The kernel logs show chronic USB hub failures on VIA Labs USB 2.0 hubs (VID:2109 PID:2813) connected through the TI TUSB73x0 USB 3.0 controller:

  • Repeated hub_ext_port_status failed (err = -71) errors
  • Cascading USB disconnect/reconnect cycles affecting:
    • Broadcom BCM20702A0 Bluetooth adapter
    • Sonix USB 2.0 Camera
    • OEM USB DONGLE (HID device, VID:096E PID:0201)
  • Error -71 (EPROTO) indicates protocol-level failures, typically caused by:
    • Failing USB hub hardware
    • Power delivery issues to the hub
    • Marginal cable or connector conditions

These USB failures occurred repeatedly every 20-40 minutes across multiple boot sessions (Jan 10-20, 2026), confirming this is a persistent hardware issue.

5.2 SAS Controller Errors

The /var/log/kern.log records SAS controller errors from Jan 19-20, 2026:

sas: ata9: end_device-2:0: dev error handler
device offline error, dev sde, sector 2049 op 0x1:(WRITE)
Buffer I/O error on dev sde3, logical block 1, lost async page write
device offline error, dev sdb, sector 0 op 0x1:(WRITE)
EXT4-fs (sdb3): I/O error while writing superblock
JBD2: I/O error when updating journal superblock for sdb3-8

These errors show SAS-attached devices (via the Intel C600 ISCI controller) going offline with DID_BAD_TARGET errors.

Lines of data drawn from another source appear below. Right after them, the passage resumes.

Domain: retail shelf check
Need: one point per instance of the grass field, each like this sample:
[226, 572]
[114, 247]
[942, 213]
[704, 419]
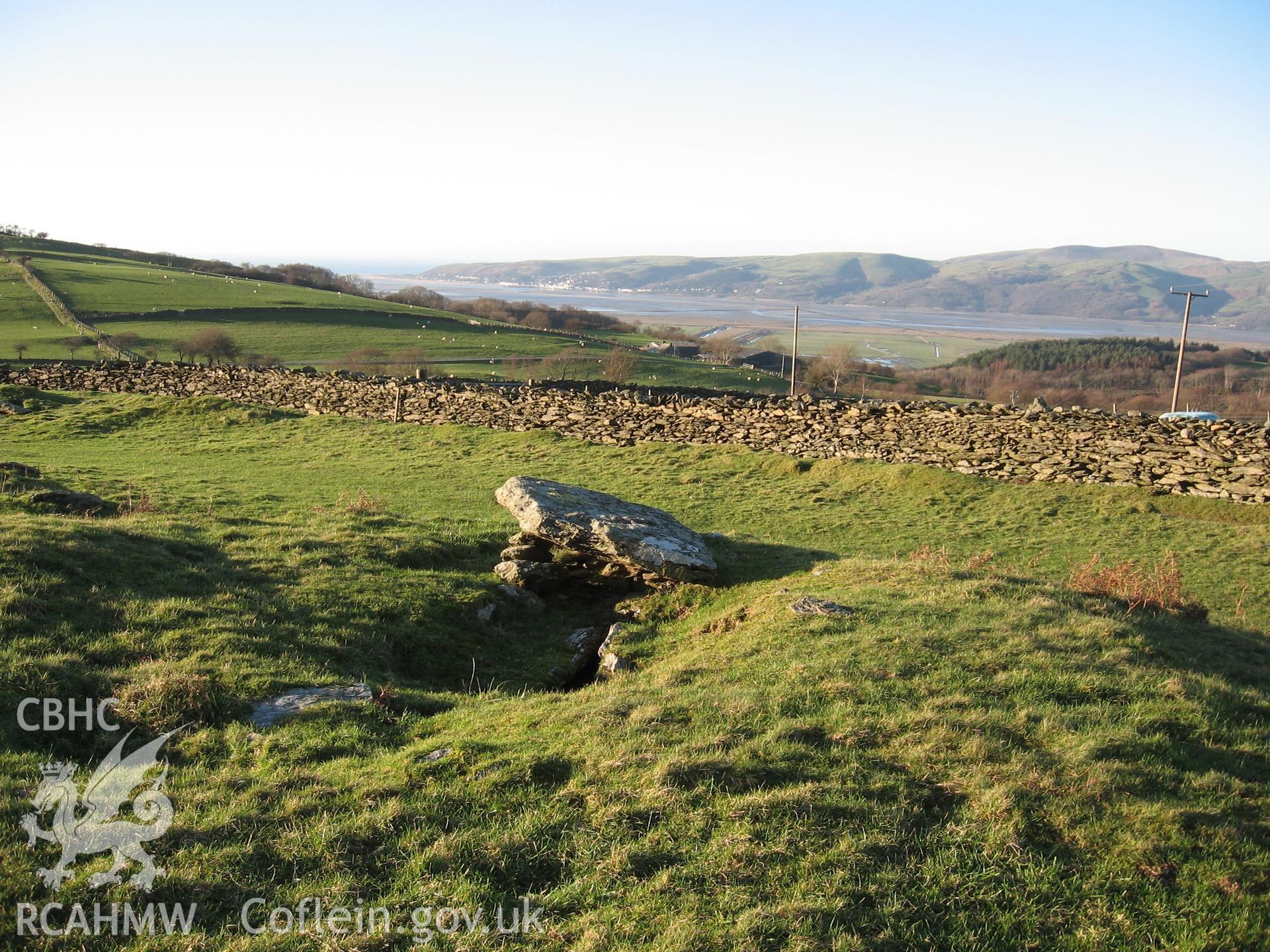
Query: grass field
[26, 317]
[102, 285]
[296, 325]
[977, 758]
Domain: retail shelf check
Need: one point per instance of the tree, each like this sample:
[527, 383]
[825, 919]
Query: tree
[77, 343]
[616, 366]
[409, 361]
[566, 365]
[833, 366]
[215, 344]
[723, 349]
[366, 360]
[127, 339]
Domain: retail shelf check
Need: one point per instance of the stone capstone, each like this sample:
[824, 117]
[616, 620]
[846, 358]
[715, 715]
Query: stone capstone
[607, 528]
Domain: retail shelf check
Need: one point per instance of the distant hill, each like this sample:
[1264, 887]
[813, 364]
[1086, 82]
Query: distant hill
[1076, 281]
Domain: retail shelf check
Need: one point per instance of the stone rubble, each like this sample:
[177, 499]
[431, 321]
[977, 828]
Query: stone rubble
[1223, 460]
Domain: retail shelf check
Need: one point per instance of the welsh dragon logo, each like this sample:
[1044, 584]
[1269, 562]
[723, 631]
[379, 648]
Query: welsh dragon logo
[87, 824]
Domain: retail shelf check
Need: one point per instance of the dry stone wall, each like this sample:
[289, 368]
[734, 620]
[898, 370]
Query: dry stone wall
[1224, 460]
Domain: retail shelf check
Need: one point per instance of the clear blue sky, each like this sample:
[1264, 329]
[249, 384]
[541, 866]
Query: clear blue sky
[426, 132]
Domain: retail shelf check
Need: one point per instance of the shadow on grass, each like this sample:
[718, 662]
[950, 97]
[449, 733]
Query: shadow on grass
[742, 561]
[97, 597]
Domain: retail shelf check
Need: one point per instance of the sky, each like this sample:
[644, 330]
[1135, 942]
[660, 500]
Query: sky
[400, 135]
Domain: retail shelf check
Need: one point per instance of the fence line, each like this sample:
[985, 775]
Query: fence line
[67, 317]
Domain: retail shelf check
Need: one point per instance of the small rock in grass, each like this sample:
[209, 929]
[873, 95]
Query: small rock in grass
[523, 597]
[294, 702]
[810, 604]
[69, 502]
[526, 554]
[613, 663]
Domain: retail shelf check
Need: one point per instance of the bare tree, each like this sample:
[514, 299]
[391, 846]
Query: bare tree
[215, 344]
[407, 362]
[833, 366]
[566, 365]
[126, 339]
[77, 343]
[618, 366]
[366, 360]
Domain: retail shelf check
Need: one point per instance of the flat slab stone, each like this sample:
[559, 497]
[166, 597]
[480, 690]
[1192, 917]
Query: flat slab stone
[607, 527]
[71, 502]
[294, 702]
[810, 604]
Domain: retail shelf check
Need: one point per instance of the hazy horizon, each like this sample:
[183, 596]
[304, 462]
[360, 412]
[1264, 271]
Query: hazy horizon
[404, 135]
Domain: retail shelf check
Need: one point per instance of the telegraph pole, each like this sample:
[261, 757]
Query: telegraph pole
[794, 358]
[1181, 347]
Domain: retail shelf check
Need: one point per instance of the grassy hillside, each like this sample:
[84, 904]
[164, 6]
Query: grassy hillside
[102, 285]
[977, 758]
[1079, 281]
[298, 325]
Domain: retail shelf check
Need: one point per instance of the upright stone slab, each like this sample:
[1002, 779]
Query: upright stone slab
[607, 527]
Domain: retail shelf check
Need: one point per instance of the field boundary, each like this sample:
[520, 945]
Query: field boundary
[1222, 460]
[67, 317]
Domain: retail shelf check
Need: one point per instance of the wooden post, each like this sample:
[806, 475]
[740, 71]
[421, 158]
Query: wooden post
[1181, 346]
[794, 357]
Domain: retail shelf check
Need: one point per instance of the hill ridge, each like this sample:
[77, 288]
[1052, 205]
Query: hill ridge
[1128, 282]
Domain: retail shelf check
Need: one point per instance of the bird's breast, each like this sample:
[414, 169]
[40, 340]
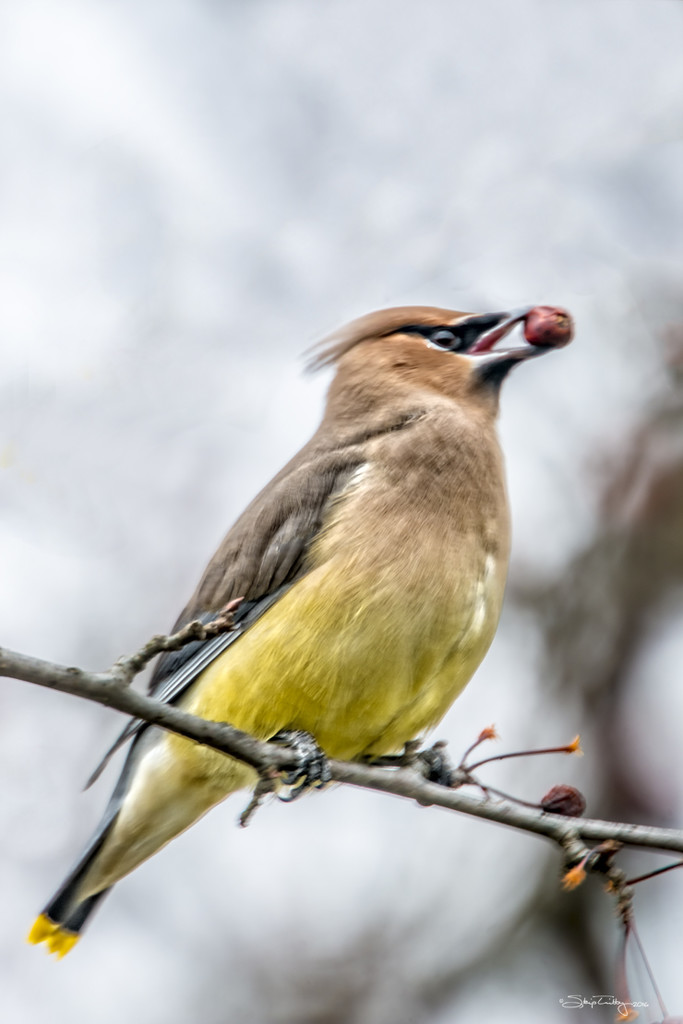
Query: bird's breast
[397, 607]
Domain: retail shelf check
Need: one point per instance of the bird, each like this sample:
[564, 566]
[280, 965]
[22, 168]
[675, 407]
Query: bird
[369, 577]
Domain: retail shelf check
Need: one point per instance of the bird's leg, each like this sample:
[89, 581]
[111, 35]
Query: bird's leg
[435, 765]
[312, 770]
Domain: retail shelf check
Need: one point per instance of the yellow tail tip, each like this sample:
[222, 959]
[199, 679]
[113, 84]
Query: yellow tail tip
[58, 940]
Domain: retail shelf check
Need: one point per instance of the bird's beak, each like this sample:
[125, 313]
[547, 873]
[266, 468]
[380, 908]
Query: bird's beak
[492, 365]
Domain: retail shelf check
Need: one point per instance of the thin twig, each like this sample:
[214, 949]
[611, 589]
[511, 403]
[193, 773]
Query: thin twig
[107, 688]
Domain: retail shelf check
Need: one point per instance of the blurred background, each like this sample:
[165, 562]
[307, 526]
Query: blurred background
[194, 192]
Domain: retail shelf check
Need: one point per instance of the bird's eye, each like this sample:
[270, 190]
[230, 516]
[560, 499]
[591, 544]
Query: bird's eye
[442, 338]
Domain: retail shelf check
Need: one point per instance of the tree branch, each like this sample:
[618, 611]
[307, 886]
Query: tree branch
[113, 689]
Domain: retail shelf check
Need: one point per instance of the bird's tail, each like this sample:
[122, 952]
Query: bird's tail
[60, 923]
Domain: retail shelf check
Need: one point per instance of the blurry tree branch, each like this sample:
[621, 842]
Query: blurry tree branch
[114, 690]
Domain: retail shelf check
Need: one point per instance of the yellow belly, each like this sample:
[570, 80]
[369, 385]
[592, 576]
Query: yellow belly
[354, 662]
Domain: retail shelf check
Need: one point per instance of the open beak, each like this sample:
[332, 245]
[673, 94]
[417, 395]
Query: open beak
[480, 333]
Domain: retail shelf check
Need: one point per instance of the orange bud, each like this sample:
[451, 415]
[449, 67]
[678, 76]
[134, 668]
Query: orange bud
[573, 878]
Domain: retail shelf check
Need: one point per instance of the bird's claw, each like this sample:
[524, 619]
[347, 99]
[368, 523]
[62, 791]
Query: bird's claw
[312, 770]
[435, 766]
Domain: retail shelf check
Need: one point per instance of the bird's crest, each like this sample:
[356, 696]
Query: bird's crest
[380, 324]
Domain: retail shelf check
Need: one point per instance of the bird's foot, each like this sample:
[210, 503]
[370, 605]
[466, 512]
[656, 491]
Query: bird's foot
[312, 771]
[435, 766]
[432, 763]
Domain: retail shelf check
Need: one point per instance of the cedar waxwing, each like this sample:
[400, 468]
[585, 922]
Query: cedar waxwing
[371, 571]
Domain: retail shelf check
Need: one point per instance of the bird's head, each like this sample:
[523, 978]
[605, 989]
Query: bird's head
[440, 350]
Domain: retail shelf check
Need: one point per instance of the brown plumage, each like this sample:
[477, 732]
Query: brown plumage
[372, 569]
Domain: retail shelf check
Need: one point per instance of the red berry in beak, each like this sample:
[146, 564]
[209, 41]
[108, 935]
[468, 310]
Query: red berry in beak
[548, 327]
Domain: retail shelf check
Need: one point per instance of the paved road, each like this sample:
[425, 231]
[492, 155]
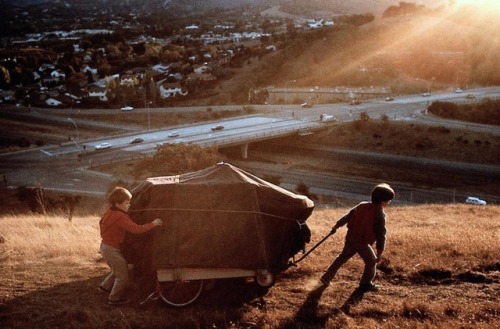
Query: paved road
[59, 168]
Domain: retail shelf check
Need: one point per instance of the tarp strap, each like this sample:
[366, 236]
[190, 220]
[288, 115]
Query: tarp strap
[216, 210]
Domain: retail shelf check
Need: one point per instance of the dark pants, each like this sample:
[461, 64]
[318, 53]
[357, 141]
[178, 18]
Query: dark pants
[365, 251]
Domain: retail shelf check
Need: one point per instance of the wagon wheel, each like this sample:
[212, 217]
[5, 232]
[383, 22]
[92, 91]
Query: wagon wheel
[180, 293]
[265, 279]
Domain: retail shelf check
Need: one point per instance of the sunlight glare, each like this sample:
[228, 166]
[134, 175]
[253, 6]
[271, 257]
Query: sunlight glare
[481, 4]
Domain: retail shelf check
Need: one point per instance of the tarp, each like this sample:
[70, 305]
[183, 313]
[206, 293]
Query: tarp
[220, 217]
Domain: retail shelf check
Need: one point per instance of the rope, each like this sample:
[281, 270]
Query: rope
[294, 262]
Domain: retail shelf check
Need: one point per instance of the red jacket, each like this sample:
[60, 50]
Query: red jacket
[113, 225]
[365, 224]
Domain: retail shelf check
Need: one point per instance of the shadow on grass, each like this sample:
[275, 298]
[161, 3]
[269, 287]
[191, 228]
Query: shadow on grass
[79, 304]
[308, 313]
[354, 299]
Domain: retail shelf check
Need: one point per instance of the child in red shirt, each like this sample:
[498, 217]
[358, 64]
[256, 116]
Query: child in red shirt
[365, 227]
[113, 226]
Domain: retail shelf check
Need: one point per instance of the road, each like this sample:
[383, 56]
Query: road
[60, 168]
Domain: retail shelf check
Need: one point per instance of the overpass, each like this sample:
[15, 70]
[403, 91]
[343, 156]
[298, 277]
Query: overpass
[235, 132]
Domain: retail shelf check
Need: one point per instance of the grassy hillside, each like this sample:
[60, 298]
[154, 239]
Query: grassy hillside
[441, 270]
[439, 50]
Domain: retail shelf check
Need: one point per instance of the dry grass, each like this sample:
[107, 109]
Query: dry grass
[442, 270]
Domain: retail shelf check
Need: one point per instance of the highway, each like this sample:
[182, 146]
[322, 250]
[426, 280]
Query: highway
[59, 167]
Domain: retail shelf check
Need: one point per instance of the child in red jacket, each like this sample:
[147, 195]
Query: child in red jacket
[365, 226]
[113, 226]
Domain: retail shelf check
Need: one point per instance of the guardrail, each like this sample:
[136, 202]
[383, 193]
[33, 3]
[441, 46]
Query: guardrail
[226, 141]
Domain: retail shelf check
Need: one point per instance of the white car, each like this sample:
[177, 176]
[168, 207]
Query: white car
[103, 146]
[474, 200]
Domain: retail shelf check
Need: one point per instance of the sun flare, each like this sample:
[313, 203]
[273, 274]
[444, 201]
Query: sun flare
[491, 5]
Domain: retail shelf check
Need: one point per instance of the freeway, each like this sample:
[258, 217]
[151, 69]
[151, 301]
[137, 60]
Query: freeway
[58, 167]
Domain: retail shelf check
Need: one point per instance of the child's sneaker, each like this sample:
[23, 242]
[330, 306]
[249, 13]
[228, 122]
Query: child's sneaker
[119, 301]
[325, 282]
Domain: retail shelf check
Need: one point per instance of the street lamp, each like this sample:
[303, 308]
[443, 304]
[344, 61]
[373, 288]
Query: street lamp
[76, 127]
[286, 89]
[149, 118]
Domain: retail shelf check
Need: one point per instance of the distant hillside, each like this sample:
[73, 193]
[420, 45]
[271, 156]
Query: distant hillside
[291, 6]
[407, 54]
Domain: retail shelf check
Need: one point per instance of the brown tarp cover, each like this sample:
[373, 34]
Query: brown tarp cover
[220, 217]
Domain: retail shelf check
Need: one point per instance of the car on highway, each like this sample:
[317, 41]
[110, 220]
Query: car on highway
[103, 146]
[218, 127]
[475, 200]
[137, 140]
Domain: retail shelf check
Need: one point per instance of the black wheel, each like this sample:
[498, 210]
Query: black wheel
[265, 279]
[180, 293]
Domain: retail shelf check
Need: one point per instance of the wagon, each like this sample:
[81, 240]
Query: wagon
[220, 222]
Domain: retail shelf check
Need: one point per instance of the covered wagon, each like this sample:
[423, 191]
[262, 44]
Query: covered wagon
[219, 222]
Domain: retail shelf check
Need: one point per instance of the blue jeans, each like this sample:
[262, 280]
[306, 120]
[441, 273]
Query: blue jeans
[117, 280]
[351, 248]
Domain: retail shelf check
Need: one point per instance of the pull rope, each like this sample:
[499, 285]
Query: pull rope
[294, 262]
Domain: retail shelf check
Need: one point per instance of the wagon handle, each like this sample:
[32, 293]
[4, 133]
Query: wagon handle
[294, 263]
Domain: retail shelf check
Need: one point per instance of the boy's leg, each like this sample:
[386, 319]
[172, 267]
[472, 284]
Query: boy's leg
[368, 255]
[341, 259]
[119, 269]
[108, 282]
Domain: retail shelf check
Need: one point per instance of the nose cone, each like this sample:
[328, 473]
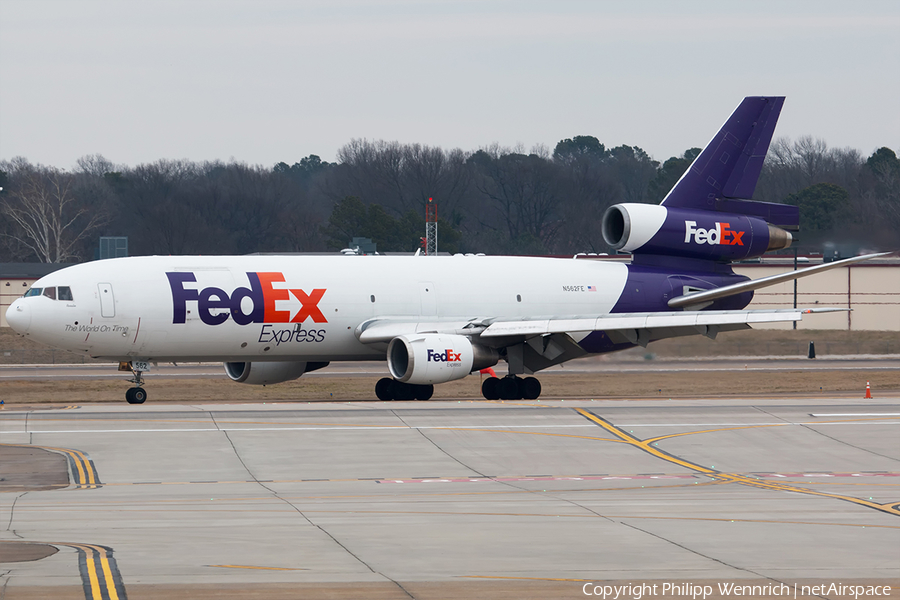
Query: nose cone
[18, 315]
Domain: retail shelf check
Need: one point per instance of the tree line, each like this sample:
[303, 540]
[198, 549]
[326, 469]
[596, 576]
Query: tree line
[494, 200]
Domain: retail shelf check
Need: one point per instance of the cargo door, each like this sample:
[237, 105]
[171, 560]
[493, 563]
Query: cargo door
[107, 301]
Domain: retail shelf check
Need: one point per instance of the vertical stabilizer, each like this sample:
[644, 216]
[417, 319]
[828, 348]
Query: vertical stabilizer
[730, 165]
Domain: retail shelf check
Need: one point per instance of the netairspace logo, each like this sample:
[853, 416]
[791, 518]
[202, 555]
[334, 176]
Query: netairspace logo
[637, 591]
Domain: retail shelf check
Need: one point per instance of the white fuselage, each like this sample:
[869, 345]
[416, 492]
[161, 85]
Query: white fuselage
[128, 308]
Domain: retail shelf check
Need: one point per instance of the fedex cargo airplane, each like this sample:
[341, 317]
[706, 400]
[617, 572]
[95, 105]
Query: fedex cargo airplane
[435, 319]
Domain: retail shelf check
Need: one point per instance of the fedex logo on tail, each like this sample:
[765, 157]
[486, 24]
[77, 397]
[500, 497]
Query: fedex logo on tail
[261, 293]
[721, 234]
[447, 355]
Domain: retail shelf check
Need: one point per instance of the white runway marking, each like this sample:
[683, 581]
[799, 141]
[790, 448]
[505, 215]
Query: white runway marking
[854, 414]
[471, 427]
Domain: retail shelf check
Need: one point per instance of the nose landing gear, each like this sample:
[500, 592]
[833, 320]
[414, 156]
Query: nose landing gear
[137, 394]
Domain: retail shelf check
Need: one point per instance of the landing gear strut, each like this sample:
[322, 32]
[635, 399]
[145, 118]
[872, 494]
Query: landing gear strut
[511, 388]
[137, 394]
[391, 389]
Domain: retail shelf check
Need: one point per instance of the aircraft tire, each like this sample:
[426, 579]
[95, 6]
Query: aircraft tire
[136, 395]
[530, 388]
[383, 389]
[489, 388]
[424, 392]
[509, 388]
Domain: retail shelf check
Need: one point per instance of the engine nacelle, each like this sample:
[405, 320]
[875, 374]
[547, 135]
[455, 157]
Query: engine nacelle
[435, 358]
[264, 373]
[704, 234]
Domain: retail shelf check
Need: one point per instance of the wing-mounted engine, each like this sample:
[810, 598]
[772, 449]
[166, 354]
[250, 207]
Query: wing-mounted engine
[435, 358]
[264, 373]
[690, 233]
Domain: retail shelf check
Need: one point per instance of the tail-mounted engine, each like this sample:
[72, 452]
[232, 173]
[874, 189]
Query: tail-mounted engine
[691, 233]
[435, 358]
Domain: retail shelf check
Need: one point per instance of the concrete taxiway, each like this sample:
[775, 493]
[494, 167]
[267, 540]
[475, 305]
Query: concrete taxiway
[451, 499]
[585, 365]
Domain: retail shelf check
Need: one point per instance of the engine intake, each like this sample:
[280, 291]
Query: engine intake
[435, 358]
[691, 233]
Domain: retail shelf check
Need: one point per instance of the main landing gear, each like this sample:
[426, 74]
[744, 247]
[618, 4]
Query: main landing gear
[511, 388]
[391, 389]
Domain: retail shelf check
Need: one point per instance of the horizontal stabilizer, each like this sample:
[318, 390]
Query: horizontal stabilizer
[785, 216]
[702, 298]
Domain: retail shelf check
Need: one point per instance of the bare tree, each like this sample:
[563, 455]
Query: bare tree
[47, 217]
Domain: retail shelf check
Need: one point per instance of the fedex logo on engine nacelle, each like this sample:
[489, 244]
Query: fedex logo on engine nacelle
[722, 234]
[262, 295]
[447, 355]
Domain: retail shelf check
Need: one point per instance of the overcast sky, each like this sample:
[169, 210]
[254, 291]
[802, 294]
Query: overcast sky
[268, 81]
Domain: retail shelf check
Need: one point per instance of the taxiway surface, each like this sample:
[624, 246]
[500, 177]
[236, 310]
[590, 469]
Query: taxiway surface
[454, 499]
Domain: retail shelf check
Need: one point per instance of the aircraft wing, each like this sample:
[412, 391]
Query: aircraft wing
[491, 330]
[701, 321]
[541, 343]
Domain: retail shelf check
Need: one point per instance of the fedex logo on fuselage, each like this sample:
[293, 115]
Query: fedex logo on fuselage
[447, 355]
[721, 234]
[261, 293]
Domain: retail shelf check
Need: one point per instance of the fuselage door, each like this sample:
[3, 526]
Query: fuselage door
[107, 301]
[428, 297]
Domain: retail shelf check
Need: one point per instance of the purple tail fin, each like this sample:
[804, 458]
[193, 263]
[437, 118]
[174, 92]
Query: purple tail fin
[730, 164]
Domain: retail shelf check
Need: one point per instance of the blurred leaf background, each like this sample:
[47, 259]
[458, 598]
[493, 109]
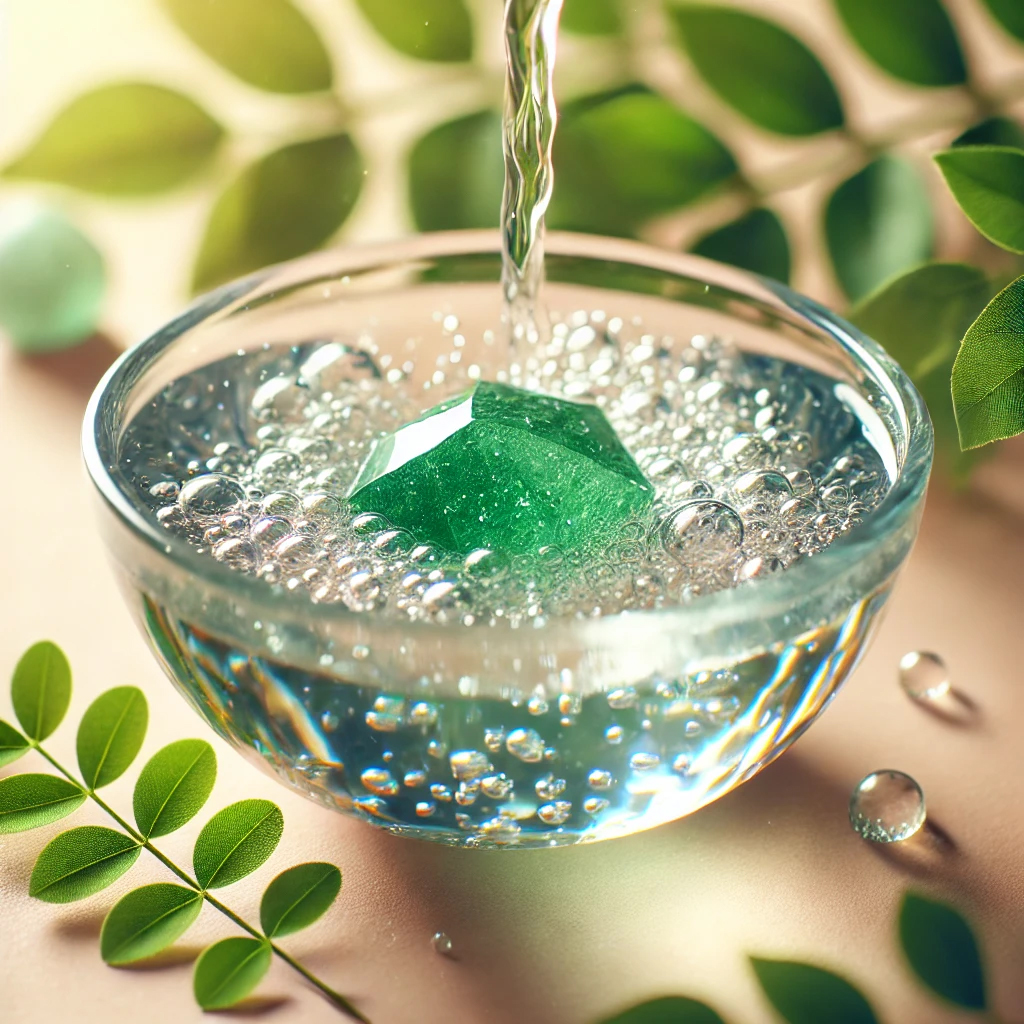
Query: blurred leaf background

This pattern can indicate:

  • Failing SAS/SATA cables or backplane connections
  • SAS controller intermittent failures
  • Power delivery issues to the drive cage

Note: The device names in kern.log (sdb3, sde) refer to a previous boot where disk assignments were different from the current Ventoy live session. The SAS errors affected the system's normal boot drives.

5.3 WiFi Instability

Extensive CTRL-EVENT-BEACON-LOSS events on the USB WiFi adapter (wlx98254afaac05) indicate persistent wireless connectivity issues. While not directly related to the crash, this could have affected the quality of the Google Voice call preceding the failure.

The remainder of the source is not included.